Um Terço dos Cursos de Medicina no Brasil é Mal Avaliado no Enamed
Um terço dos cursos de graduação em Medicina no Brasil falhou em atingir os padrões mínimos de qualidade estabelecidos pelo Exame Nacional de Avaliação da Formação Médica (Enamed) 2025, o novo e rigoroso critério do Ministério da Educação (MEC). Esta avaliação, cujos resultados recentes foram divulgados, revela que aproximadamente 99 das 351 instituições analisadas obtiveram conceitos 1 e 2, considerados insatisfatórios, gerando preocupação sobre a preparação dos futuros profissionais da saúde no país.
Na escala de avaliação, que varia de 1 a 5, notas 1 e 2 indicam desempenho abaixo do proficiente. Além dos quase cem cursos com resultados insatisfatórios, o levantamento aponta que apenas 30 instituições alcançaram a nota máxima (conceito 5). A maioria dos cursos se concentrou nos conceitos intermediários (3 e 4), mas a disparidade entre as categorias de instituições é notável.
A Folha de Paraguaçu apurou que o desempenho deficiente se concentrou, sobretudo, em cursos públicos municipais e privados com fins lucrativos. Estas categorias foram as que mais registraram conceitos insatisfatórios, contrastando com as instituições públicas federais e estaduais, que consistentemente demonstram melhores resultados nas faixas superiores de conceito.
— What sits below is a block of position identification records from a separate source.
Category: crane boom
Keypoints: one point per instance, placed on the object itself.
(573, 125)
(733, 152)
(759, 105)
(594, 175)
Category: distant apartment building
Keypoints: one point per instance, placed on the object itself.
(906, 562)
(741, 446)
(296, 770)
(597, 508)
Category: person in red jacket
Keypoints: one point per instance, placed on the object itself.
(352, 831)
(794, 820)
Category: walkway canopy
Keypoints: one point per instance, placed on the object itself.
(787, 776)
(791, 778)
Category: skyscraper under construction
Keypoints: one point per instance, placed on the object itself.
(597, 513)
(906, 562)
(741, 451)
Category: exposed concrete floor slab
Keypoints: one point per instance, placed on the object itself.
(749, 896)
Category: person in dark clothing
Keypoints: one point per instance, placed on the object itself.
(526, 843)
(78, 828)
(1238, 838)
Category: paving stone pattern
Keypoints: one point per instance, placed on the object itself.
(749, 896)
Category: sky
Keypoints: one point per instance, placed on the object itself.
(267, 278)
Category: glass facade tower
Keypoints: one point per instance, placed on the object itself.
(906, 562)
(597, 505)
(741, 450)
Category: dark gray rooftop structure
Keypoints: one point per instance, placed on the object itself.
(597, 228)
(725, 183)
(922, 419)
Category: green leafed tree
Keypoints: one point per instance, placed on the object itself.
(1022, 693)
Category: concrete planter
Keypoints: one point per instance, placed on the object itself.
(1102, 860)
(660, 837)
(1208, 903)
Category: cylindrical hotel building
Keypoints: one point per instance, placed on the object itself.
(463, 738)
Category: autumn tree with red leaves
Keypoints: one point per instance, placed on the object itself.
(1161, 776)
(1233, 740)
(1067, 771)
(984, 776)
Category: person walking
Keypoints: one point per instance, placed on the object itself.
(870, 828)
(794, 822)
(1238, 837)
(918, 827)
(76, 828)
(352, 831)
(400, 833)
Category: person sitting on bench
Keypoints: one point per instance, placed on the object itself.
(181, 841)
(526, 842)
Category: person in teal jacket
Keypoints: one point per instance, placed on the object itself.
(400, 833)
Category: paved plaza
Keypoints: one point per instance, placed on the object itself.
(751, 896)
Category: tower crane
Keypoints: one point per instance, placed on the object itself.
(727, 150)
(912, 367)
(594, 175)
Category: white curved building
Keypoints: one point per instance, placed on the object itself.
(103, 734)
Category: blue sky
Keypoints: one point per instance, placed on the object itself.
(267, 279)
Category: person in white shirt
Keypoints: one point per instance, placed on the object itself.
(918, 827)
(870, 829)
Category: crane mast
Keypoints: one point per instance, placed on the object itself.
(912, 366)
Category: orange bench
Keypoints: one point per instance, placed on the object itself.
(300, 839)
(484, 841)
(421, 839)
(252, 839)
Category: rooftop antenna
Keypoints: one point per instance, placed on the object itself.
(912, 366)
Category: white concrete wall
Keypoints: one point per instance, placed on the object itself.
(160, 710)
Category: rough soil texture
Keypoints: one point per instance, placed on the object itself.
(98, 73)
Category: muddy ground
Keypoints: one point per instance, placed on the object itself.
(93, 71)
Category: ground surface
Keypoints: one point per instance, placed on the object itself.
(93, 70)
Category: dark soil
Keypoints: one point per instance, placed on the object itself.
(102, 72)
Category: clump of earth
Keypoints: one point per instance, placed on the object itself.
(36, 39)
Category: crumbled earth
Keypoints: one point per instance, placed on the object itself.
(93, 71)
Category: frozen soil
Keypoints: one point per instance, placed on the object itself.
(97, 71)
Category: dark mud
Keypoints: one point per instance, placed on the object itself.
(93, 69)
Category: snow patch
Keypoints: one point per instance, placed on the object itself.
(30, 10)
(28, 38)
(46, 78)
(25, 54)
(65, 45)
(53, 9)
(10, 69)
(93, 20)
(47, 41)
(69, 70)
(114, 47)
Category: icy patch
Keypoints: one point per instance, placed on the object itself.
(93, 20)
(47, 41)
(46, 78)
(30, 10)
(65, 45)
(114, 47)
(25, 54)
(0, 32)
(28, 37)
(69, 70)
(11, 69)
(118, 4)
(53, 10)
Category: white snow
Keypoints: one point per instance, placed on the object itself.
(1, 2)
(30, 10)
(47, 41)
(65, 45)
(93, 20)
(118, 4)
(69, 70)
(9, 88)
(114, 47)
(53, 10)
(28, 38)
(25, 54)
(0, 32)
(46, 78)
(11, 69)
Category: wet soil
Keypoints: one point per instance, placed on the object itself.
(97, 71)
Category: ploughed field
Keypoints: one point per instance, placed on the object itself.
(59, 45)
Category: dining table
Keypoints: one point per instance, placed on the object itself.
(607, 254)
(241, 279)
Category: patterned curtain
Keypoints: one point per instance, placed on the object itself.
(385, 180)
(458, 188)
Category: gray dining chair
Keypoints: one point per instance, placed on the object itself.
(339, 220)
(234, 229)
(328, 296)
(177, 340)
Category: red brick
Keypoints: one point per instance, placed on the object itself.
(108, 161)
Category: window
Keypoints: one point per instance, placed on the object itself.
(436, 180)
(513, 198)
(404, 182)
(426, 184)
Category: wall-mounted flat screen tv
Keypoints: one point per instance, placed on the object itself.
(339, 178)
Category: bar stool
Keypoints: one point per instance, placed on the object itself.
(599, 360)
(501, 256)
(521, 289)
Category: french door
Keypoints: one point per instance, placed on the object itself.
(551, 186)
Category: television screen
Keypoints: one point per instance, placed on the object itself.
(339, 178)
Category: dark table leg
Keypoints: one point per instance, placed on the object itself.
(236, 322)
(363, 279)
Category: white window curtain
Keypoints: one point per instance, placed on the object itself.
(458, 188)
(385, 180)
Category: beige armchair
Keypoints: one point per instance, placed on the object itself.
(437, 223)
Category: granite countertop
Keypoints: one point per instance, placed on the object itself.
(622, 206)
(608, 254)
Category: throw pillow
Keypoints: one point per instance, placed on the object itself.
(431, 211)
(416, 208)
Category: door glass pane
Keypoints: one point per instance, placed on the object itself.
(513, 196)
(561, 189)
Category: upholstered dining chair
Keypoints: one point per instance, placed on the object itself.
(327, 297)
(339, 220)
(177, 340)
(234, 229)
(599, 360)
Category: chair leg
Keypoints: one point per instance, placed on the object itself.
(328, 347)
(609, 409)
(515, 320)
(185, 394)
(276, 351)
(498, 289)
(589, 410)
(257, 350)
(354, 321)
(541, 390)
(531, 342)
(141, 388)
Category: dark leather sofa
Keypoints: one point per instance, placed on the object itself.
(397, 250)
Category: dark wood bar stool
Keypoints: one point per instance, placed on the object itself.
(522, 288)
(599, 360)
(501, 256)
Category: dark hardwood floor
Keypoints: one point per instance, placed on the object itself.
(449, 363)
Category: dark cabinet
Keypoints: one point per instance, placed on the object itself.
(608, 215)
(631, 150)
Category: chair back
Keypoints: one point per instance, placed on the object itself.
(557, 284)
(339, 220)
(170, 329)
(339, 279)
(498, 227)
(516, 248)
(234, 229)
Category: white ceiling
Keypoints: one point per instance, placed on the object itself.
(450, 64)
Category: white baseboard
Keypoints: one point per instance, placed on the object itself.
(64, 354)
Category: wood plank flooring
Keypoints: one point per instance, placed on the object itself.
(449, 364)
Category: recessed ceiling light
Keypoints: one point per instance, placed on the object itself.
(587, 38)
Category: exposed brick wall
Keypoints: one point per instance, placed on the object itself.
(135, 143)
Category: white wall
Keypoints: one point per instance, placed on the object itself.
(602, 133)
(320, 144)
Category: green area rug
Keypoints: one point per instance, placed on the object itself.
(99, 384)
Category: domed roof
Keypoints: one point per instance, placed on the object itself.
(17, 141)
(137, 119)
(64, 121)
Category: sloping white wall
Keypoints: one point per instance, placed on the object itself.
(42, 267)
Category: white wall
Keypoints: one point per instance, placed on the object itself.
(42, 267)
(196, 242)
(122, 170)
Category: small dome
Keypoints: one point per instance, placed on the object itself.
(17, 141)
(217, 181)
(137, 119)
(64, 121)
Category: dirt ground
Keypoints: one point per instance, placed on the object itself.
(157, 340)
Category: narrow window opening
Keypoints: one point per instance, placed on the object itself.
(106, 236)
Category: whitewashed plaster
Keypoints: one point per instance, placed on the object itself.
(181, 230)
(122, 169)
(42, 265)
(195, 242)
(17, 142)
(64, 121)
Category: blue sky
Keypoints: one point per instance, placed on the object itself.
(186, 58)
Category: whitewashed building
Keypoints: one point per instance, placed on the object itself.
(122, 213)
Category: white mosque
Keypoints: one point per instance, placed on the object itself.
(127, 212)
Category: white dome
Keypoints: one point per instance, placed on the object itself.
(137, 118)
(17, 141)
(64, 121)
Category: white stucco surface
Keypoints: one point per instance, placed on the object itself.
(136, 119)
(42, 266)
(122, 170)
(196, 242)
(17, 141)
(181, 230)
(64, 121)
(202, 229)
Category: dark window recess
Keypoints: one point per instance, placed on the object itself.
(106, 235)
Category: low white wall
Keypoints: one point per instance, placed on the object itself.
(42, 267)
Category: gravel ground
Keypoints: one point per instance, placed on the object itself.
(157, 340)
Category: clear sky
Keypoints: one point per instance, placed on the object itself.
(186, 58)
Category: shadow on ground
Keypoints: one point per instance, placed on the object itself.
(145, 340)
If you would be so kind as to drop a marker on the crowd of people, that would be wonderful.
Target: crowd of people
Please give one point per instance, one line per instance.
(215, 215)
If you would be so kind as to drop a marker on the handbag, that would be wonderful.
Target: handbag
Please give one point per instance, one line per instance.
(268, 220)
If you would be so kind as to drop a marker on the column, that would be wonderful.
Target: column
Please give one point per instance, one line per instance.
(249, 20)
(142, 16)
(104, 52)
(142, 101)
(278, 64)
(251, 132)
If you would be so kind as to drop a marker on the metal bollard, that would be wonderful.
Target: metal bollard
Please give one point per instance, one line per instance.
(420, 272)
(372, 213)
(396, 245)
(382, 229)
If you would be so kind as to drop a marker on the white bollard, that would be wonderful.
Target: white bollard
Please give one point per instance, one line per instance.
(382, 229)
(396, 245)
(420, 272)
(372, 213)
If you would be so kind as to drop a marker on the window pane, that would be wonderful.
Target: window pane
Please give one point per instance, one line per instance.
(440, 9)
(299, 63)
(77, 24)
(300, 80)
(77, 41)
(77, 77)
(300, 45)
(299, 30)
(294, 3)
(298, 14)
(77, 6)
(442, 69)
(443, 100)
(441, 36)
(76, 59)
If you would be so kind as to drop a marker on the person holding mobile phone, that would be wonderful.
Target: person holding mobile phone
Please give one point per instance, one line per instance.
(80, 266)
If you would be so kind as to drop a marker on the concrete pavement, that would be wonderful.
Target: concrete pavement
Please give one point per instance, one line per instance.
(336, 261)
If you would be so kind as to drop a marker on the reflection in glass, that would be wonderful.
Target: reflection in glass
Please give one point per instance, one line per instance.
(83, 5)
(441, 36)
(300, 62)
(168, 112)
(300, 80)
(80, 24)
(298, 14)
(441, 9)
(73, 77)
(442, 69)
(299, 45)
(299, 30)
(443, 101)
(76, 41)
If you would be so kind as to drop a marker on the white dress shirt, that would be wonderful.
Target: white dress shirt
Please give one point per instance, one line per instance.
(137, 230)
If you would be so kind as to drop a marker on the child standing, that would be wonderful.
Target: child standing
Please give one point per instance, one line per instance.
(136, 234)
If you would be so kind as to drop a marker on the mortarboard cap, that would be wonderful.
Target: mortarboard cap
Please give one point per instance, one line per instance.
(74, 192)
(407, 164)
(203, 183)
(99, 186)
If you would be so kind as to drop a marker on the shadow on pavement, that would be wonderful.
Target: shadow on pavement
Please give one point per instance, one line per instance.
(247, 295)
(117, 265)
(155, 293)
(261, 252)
O Enamed, instituído em abril de 2025 pelo Ministério da Educação (MEC), representa um marco na avaliação da formação médica, substituindo o tradicional Exame Nacional de Desempenho dos Estudantes (Enade) para esta área específica. A primeira edição do exame, aplicada em 19 de outubro de 2025 pelo Instituto Nacional de Estudos e Pesquisas Educacionais Anísio Teixeira (Inep), mobilizou mais de 96 mil estudantes, incluindo concluintes e profissionais já formados que buscavam utilizar os resultados para seleção em residências médicas. A prova foi elaborada com base nas Diretrizes Curriculares Nacionais e em critérios essenciais para as competências profissionais dos futuros médicos.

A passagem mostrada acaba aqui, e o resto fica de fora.